Logo Questions Linux Laravel Mysql Ubuntu Git Menu
 

Ruby YAML parser by passing constructor

Tags:

ruby

yaml

I am working on an application that takes input from a YAML file, parses them into objects, and let's them do their thing. The only problem I'm having now, is that the YAML parser seems to ignore the objects "initialize" method. I was counting on the constructor to fill in any instance variables the YAML file was lacking with defaults, as well as store some things in class variables. Here is an example:

class Test

    @@counter = 0

    def initialize(a,b)
        @a = a
        @b = b

        @a = 29 if @b == 3

        @@counter += 1
    end

    def self.how_many
        p @@counter
    end

    attr_accessor :a,:b

end

require 'YAML'

a = Test.new(2,3)
s = a.to_yaml
puts s
b = YAML::load(s)
puts b.a
puts b.b
Test.how_many

puts ""

c = Test.new(4,4)
c.b = 3
t = c.to_yaml
puts t
d = YAML::load(t)
puts d.a
puts d.b
Test.how_many

I would have expected the above to output:

--- !ruby/object:Test
a: 29
b: 3
29
3
2

--- !ruby/object:Test
a: 4
b: 3
29
3
4

Instead I got:

--- !ruby/object:Test
a: 29
b: 3
29
3
1

--- !ruby/object:Test
a: 4
b: 3
4
3
2

I don't understand how it makes these objects without using their defined initialize method. I'm also wondering if there is anyway to force the parser to use the initialize method.

like image 349
grasingerm Avatar asked Oct 10 '12 14:10

grasingerm


2 Answers

Deserializing an object from Yaml doesn’t use the initialize method because in general there is no correspondance between the object’s instance variables (which is what the default Yaml serialization stores) and the parameters to initialize.

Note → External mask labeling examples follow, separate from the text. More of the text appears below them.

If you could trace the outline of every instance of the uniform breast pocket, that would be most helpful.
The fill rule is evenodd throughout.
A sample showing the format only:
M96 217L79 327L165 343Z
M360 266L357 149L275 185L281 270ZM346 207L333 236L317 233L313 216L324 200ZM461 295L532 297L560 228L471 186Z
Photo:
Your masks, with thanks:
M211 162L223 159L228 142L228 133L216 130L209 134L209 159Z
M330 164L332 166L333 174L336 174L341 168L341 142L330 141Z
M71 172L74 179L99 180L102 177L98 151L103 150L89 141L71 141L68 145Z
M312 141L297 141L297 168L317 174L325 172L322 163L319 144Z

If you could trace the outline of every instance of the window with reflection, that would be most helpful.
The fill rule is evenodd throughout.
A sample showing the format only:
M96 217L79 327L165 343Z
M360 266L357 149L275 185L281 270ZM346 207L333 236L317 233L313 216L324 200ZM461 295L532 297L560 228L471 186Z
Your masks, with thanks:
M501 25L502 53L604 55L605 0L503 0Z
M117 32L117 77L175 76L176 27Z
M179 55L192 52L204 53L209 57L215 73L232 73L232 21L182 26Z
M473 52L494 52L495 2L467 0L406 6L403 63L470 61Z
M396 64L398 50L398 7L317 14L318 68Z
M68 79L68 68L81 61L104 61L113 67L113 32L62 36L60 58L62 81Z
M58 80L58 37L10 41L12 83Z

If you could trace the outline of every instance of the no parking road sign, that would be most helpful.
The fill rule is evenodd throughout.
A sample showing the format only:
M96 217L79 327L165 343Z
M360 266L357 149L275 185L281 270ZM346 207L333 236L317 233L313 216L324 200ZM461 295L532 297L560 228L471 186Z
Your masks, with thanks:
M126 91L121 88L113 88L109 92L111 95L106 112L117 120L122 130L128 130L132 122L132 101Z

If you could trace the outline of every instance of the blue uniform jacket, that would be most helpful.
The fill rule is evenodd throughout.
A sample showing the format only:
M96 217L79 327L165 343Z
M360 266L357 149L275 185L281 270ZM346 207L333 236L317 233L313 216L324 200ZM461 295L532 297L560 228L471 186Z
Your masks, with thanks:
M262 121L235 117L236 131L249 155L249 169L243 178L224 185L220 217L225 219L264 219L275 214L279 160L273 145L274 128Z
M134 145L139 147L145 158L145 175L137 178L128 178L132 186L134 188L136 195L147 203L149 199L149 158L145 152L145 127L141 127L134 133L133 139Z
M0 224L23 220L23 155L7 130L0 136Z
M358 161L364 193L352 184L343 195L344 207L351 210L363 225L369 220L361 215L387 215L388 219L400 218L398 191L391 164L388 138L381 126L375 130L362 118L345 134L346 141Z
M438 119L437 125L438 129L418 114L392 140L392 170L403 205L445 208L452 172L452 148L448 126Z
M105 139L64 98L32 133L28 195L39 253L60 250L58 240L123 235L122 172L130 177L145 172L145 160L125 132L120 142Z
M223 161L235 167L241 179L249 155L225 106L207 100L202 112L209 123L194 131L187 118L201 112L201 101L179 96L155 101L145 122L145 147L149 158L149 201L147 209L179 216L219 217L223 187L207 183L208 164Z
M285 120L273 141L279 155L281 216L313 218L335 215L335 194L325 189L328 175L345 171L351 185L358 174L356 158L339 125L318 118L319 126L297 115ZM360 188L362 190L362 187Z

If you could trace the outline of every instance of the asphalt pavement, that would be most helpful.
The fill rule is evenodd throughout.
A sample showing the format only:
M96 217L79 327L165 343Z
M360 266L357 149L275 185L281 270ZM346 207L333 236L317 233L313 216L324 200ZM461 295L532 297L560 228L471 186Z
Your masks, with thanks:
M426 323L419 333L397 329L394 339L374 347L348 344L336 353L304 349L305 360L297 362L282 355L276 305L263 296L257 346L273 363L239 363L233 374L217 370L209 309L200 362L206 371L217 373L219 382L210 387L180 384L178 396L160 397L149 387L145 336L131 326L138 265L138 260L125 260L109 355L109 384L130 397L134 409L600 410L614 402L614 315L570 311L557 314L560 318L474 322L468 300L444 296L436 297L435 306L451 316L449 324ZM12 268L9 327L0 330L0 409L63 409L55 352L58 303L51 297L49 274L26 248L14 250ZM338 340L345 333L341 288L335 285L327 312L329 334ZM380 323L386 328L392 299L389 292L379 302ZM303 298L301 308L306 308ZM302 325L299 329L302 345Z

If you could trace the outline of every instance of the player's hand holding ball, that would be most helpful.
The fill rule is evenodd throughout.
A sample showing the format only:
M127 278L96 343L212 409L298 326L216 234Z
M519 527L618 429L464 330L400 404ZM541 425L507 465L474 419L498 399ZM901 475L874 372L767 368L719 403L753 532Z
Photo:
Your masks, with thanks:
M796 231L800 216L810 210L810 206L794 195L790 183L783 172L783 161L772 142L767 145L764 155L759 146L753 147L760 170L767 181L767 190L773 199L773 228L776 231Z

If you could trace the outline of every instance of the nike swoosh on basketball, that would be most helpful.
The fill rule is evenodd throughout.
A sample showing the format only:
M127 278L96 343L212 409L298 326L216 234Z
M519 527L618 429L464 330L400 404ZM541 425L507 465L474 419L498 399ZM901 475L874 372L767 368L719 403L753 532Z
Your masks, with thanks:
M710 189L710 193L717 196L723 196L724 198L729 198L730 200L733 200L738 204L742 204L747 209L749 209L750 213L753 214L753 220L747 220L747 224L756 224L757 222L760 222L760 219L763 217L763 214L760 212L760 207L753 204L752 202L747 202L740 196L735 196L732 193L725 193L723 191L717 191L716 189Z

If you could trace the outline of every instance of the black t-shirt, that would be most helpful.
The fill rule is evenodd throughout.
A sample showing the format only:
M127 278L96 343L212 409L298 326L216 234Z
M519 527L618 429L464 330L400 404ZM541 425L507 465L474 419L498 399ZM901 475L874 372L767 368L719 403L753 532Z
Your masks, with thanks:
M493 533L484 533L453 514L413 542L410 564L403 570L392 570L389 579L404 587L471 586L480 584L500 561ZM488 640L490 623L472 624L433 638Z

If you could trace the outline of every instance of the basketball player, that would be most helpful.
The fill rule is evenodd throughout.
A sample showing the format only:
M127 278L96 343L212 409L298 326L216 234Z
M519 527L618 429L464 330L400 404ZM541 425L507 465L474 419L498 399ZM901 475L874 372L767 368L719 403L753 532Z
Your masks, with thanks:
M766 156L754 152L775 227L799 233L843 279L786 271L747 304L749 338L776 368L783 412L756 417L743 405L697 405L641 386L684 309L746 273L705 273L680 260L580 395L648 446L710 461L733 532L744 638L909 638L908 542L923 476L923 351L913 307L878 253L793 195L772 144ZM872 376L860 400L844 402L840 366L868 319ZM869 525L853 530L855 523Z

As an example, consider an object with an initialize that looks like this (with no other instance variables):

def initialize(param_one, param_two)
  @a_variable = some_calculation(param_one, param_two)
end

Now when an instance of this is deserialized, the Yaml processor has a value for @a_variable, but the initialize method requires two parameters, so it can’t call it. Even if the number of instance variables matches the number of parameters to initialize it is not necessarily the case that they correspond, and even if they did the processor doesn’t know the order they shoud be passed to initialize.

The default process for serializing and deserializing a Ruby object to Yaml is to write out all instance variables (with their names) during serialization, then when deserializing allocate a new instance of the class and simply set the same instance variables on this new instance.

Of course sometimes you need more control of this process. If you are using the Psych Yaml processor (which is the default in Ruby 1.9.3) then you should implement the encode_with (for serialisation) or or init_with (for deserialization) methods as appropriate.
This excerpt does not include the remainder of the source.